As she prepared to leave Connecticut, Taylor asked Broadhurst about the upcoming World Championships in Turkey. The Dundalk woman was worried that inactivity could catch up with her, nervous about stepping into the unknown.

Taylor, not one for grand proclamations, looked Broadhurst in the eye.

“No-one is going to beat you.”

How right she was.

Five fights, five wins, mum, dad and brother Paul beaming from the other side of hoardings inside the Basaksehir sports facility as each step was overcome. The $100,000 prize money, a first at the World Championships, has come in handy too - or it will, she hopes.

“I haven’t got it yet, and I’m in the middle of trying to buy a house…”

From fearing what the future held to top of the world in a few short months.

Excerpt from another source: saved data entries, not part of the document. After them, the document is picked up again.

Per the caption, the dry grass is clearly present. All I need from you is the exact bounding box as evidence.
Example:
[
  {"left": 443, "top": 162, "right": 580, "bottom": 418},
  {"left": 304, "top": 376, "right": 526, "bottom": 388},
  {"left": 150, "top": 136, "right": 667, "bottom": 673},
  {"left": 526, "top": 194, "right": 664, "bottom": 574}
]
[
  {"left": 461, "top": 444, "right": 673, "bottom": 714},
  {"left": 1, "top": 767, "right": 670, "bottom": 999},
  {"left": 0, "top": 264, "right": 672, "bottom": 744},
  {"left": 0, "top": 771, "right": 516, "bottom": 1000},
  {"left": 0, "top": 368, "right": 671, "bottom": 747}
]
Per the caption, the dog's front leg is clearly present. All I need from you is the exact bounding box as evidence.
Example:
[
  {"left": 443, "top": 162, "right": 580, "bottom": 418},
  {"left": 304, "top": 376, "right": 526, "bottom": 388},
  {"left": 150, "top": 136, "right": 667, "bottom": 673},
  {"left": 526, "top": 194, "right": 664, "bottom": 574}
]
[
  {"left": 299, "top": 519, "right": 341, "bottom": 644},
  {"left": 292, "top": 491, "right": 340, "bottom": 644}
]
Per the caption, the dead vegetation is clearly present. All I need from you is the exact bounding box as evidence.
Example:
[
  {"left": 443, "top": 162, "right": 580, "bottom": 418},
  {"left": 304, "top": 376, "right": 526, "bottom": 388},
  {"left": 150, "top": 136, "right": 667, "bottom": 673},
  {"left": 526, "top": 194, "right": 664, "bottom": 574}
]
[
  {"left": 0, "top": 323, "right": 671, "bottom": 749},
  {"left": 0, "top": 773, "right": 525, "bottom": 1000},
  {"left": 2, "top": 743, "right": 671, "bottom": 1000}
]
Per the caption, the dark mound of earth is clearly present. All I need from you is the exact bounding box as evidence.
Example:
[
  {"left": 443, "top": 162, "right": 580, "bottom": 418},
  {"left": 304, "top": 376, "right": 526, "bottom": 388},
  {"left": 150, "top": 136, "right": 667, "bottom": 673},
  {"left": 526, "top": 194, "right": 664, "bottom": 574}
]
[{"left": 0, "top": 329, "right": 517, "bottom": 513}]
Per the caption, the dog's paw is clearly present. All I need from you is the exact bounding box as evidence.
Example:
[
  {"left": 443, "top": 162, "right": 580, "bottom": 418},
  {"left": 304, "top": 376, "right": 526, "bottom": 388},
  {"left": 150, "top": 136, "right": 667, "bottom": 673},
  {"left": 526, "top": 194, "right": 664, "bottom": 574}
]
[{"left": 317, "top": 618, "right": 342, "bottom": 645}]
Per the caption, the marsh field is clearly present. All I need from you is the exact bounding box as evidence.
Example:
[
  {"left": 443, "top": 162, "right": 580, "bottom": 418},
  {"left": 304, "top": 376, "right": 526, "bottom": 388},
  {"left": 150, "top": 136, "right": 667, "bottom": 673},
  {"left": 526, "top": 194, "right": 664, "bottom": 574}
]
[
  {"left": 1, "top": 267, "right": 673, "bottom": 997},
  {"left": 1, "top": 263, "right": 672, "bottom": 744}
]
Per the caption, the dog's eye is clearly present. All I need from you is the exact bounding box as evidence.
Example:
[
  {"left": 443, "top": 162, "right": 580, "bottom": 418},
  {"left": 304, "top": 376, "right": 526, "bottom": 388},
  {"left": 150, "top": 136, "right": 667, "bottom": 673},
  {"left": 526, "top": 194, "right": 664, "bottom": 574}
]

Big decisions lie ahead about what weight class she will pursue as the path to Paris 2024 shortens. Despite strengthening her own hand, Broadhurst is unsure whether to roll the dice and challenge Harrington for the Irish lightweight spot, or move up to 66kg.

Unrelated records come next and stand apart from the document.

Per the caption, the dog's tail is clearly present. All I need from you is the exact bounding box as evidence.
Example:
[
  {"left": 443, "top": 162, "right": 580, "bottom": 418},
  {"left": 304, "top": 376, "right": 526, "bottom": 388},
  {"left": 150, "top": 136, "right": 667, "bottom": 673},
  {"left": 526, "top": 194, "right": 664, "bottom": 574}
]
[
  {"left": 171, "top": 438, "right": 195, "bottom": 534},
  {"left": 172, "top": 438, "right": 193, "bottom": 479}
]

“There’s probably a 20 per cent chance I will do 60 kilos now - coming back from the Worlds I wasn’t sure. Part of me was thinking I’ll do it, I’ll take my chance.

“But then you’re thinking ‘have I got a better chance of going at 66?’ And the answer is yes. Once you’re picked, you go and qualify – but was I even going to be picked in Ireland?”

“It’s just a pity the two of them are at the one weight,” sighs Sheila, “chasing the same dream.”

Yet, at 25, she feels as though the road is just beginning to open out before her – the complex relationship with Kellie Harrington, and the tips taken from Taylor, vital parts of the journey.

“Me and Kellie get along now – she texted me after I won at the Worlds, she came to the airport. We’re on good terms... we’re kind of past that stage now.

“The best work I’ve got is with Kellie and Katie. If I didn’t have them two, I don’t think I would be world champion now.

“Going over to America, I didn’t know was I going to take a pasting or what, would I be able to live with her? But I came away feeling I was on that level.

“Going to the Worlds believing you’re on a level with Katie Taylor and Kellie Harrington… what’s stopping me? That’s the confidence it gives you and that’s why, even going to the Commonwealths, I’m not even thinking about the Worlds no more – I’m just looking at what’s in front of me.

“Now, after everything, it feels like this is my time.”